Иоганн Сигизмунд бросился на колени, бормоча:
– Ваше высокопреосвященство… Ваше высокопреосвященство…
Казалось, ректор был раздосадован этой раболепной признательностью. Тогда заговорил Якоб. Он поблагодарил его высокопреосвященство за милость, оказанную Бальтазару, который не имел ни малейшего представления о том, какая суть была спрятана под этими замечательными речами, – так и случилось, что его направили на путь богословия, а следовательно, религии, хотя сам он об этом даже не помышлял. Ему дали неделю, чтобы приготовиться.
Вернувшись в Баутцен, мальчик понял, что его жизнь отныне замечательным образом изменится. Ему было немного тревожно оставлять родительский дом, но Иоганн Сигизмунд попытался, как мог, убедить сына – при этом больше убеждая самого себя, – что их разлука необходима. Но еще больше мальчику не хотелось расставаться с лесом и прудом Ландескроне, где он так много странствовал в компании рыцаря, победившего дракона, и кота, который разговаривал на всех языках. Ему казалось, что его настоящей матерью была эта поросшая кустарником местность, где бродили олени и, возможно, единороги. Накануне своего отъезда он долго сидел возле пруда, глядя как плавают дикие утки и бегают, хлопая крылышками, водяные курочки. Так он прощался со своим детством.
Семинария, которую Дитрих Франкенберг поручил открыть доктору богословия Тобиасу Пеккерту, разместилась на левом берегу Эльбы в просторном и довольно зловещем доме, когда-то служившем казармой для дорштадтской войсковой части. Бальтазара приняли в младший класс, где он быстро всех удивил знанием Библии и живостью ума. Поэтому уже через полгода его перевели в средний класс, и там он также сразу стал лучшим учеником.

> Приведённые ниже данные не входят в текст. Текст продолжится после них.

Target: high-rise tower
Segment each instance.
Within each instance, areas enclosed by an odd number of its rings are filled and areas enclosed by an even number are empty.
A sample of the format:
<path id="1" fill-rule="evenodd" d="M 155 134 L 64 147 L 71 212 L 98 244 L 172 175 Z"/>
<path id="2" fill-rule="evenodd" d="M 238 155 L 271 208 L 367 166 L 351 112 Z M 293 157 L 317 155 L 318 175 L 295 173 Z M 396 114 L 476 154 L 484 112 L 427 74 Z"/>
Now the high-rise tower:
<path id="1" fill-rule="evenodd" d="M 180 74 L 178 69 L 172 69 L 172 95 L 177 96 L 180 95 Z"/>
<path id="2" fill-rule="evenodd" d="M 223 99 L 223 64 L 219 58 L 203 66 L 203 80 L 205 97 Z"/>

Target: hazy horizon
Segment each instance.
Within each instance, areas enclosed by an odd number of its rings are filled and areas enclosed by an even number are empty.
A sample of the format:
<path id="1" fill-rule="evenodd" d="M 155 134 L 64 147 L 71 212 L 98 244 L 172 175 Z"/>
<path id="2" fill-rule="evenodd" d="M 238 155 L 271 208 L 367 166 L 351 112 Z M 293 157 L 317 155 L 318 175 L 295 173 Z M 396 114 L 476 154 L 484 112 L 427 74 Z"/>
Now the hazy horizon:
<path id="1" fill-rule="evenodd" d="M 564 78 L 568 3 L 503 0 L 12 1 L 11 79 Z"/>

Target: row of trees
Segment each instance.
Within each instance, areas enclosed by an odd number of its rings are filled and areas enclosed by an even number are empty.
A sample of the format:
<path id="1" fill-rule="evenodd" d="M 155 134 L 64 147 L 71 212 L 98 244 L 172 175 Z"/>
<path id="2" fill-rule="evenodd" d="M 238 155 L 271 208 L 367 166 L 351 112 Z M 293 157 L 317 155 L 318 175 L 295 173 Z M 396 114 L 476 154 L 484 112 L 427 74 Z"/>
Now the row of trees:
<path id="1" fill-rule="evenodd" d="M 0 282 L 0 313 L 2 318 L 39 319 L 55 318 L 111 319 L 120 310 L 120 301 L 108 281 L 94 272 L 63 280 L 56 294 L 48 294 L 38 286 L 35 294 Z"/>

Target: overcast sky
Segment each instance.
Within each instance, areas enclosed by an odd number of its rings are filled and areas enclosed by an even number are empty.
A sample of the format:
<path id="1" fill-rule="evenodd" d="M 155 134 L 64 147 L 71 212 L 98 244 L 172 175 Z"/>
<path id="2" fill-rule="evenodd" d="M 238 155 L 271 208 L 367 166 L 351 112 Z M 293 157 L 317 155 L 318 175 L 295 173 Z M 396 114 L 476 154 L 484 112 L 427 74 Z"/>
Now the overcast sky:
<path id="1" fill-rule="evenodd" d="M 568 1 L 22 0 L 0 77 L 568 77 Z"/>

«В пятнадцать лет я оставался на уровне развития десятилетнего ребенка. Маленькие реальности мира полностью от меня ускользали, и я был так наивен, что товарищи часто смеялись над моей неловкостью. Однако, несмотря на свое хилое телосложение, я был очень драчлив, и они вскоре поняли, что лучше сохранять со мной приятельские отношения, тем более, что в плане интеллектуального развития я их значительно превосходил. И причина была в том, что если для них теологические рассуждения оставались абстрактными, для меня они были такой же очевидной реальностью, как, скажем, стол или стул. В то время как доктор Пеккерт изощрялся, перечисляя все ангельские иерархии по классификации Дэниса, я видел десятки маленьких ангельских лиц, которые поприжимались снаружи к окнам класса, и большого красивого архангела, летевшего над рекой среди кораблей, идущих под коричневыми парусами».